Calibrating the Highway Safety Manual Crash Prediction Models for Idaho’s Highways
Status: Active
NIATT Project No.: KLK565 (Full Project Description)
Research Area: Center for Traffic Operations and Control
Funding Source: Idaho Transportation Department
Principal Investigators: Ahmed Abdel-Rahim, Ph.D., Associate Professor, Civil & Environmental Engineering
Project Abstract: AASHTO’s Highway Safety Manual (HSM) provides methods to integrate quantitative estimates of crash frequency and severity into planning, project alternatives analysis, and program development and evaluation, allowing safety to become a meaningful project performance measure. The HSM supports ITD progress toward federal and state safety goals to reduce fatalities and serious injuries.
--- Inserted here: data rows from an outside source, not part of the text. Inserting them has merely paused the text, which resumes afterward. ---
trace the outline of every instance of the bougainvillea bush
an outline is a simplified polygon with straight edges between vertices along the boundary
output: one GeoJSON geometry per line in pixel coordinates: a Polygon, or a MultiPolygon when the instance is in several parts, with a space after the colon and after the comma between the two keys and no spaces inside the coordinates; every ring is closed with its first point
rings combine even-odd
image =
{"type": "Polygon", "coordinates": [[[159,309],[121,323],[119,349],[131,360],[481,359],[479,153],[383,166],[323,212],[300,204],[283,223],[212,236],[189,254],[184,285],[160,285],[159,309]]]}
As ITD works toward its safety goals, the quantitative methods in the HSM can be used to evaluate which programs and project improvements are achieving desired results; as a result, agencies can reallocate funds toward those that are having the greatest benefit. In the HSM predictive methods, the total expected crash frequencies for a facility are estimated by combining safety performance functions (SPFs) and crash modification factors (CMFS). The SPFs are first used to calculate estimated crash frequency for a base condition. Next, the estimates are modified by applying CMFs to address non-base condition characteristics for specific segment and intersection locations. The predictive method can be used to estimate safety separately for intersections and segments. The SPF’s included in the HSM, however, were developed using crash data from several states other than Idaho. Because there are differences in driver population, highway geometric characteristics, crash reporting procedures, animal populations, weather conditions, etc., ITD needs to use calibrated SPFs when applying the HSM procedures in Idaho.
Final Report No.: N/A; A link to the final report, when the project is completed, is located on the full project description.